Dogecoin has pushed a cycle-style positioning metric to a level never seen before in its history, and the chart’s context suggests the market has only been in comparable territory twice, both times near major cycle lows. Alphractal founder and CEO Joao Wedson said DOGE has now crossed a key threshold in his “Number of Days Spent at a Profit” indicator.

The indicator is straightforward: it counts how many prior days in DOGE’s trading history printed prices above the current level. A higher reading implies today’s price sits below a larger share of Dogecoin’s historical “tape,” which can be interpreted as an expanded footprint of prior trading levels above spot—what Wedson calls “market memory.”
What This Could Mean For DogecoinThe chart adds an important historical tell. Before this latest surge toward the 1,100+ day milestone, Dogecoin only moved above the 800-day level twice. Those two instances occurred around the March 2020 bottom and the October 2023 bottom, according to the chart and Wedson’s framing.
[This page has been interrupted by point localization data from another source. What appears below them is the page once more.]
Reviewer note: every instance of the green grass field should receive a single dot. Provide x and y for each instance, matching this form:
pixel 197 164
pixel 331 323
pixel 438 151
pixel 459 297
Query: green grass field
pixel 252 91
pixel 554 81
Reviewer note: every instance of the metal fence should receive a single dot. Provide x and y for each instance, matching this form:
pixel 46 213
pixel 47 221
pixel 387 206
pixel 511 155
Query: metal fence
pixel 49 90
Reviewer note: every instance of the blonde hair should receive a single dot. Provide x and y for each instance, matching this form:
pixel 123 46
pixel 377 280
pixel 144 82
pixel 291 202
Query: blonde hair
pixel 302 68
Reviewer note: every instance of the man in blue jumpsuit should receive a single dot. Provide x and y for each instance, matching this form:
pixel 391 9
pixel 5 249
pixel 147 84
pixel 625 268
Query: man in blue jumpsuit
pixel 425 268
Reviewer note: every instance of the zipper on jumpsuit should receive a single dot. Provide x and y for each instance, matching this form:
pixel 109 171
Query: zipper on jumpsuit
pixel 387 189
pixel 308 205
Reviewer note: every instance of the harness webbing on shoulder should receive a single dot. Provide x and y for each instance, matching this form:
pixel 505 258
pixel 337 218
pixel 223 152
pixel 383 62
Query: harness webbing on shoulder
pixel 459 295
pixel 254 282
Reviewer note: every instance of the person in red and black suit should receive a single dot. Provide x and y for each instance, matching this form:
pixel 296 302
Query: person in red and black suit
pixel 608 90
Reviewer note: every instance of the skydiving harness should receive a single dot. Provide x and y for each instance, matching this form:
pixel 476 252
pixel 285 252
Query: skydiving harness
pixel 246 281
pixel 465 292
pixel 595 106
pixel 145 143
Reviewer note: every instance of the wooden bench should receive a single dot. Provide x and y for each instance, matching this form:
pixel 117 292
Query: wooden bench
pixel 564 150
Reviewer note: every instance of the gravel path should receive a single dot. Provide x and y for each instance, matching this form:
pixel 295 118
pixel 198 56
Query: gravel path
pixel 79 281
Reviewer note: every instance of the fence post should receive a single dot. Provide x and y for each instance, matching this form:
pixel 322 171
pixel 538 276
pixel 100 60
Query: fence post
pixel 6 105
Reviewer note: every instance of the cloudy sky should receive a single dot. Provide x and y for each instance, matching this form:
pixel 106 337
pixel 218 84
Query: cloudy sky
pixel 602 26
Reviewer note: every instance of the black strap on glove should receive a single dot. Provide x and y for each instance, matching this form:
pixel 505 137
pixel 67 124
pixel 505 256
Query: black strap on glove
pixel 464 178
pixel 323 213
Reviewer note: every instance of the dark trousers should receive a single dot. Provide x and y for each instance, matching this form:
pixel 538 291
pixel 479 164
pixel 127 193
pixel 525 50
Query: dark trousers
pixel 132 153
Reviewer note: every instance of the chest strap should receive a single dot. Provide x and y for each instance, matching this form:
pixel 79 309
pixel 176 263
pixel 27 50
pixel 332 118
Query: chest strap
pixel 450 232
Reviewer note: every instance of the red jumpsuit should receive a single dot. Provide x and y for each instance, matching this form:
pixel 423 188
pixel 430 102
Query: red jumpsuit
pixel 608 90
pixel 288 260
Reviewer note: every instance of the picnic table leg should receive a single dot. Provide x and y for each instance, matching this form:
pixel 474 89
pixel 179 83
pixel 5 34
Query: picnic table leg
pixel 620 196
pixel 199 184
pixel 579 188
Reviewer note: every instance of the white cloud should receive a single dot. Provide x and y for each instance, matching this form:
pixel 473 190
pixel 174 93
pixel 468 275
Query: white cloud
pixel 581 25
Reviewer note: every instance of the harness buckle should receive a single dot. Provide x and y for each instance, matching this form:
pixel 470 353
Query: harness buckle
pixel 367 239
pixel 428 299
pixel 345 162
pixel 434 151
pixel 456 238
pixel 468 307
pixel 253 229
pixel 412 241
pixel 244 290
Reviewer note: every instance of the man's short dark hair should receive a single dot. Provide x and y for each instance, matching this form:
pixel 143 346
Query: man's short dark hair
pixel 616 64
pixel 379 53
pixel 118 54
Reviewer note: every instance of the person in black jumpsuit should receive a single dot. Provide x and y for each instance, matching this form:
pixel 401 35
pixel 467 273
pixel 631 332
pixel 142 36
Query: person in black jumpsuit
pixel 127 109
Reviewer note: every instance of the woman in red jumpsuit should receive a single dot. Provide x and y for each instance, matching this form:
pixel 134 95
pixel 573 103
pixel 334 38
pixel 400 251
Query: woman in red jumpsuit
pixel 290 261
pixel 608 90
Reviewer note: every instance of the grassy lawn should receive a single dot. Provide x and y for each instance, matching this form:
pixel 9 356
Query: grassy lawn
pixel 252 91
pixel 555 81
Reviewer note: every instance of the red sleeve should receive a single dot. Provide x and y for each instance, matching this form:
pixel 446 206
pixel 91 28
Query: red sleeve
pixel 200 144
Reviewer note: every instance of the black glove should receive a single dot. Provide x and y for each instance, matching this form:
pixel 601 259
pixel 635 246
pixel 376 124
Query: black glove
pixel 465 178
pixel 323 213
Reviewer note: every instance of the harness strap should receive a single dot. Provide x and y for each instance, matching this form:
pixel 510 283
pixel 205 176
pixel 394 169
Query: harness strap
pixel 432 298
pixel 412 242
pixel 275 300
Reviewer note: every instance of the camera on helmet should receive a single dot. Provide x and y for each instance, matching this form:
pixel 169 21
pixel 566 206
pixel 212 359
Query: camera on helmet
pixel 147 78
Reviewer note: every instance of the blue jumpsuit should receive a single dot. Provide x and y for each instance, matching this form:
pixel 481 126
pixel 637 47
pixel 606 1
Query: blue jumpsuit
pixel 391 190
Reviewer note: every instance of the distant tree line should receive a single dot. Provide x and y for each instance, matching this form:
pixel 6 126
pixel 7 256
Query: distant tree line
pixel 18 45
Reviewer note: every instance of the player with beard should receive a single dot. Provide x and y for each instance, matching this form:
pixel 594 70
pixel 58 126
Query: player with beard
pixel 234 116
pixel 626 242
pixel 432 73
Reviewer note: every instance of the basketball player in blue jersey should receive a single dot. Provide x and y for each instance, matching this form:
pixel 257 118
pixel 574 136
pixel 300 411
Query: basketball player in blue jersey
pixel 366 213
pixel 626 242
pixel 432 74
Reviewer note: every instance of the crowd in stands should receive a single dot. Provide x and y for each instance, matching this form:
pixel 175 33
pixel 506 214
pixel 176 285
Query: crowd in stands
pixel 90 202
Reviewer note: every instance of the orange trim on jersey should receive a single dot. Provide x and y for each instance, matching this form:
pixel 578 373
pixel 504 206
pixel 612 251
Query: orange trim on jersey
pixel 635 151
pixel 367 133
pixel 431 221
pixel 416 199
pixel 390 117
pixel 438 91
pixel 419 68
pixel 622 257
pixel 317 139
Wedson emphasized that this is not a signal about an intraday swing but a longer-horizon condition. “This is a structural cycle metric, not just a short-term move,” he said—positioning the new 1,100+ day milestone as a regime-level datapoint about where today’s price sits versus Dogecoin’s historical distribution.
The open question from here is whether this unprecedented reading will behave like prior extremes, where elevated “days above current price” aligned with cycle lows, or whether the market’s current structure breaks that historical rhyme.
At press time, DOGE traded at $0.09705.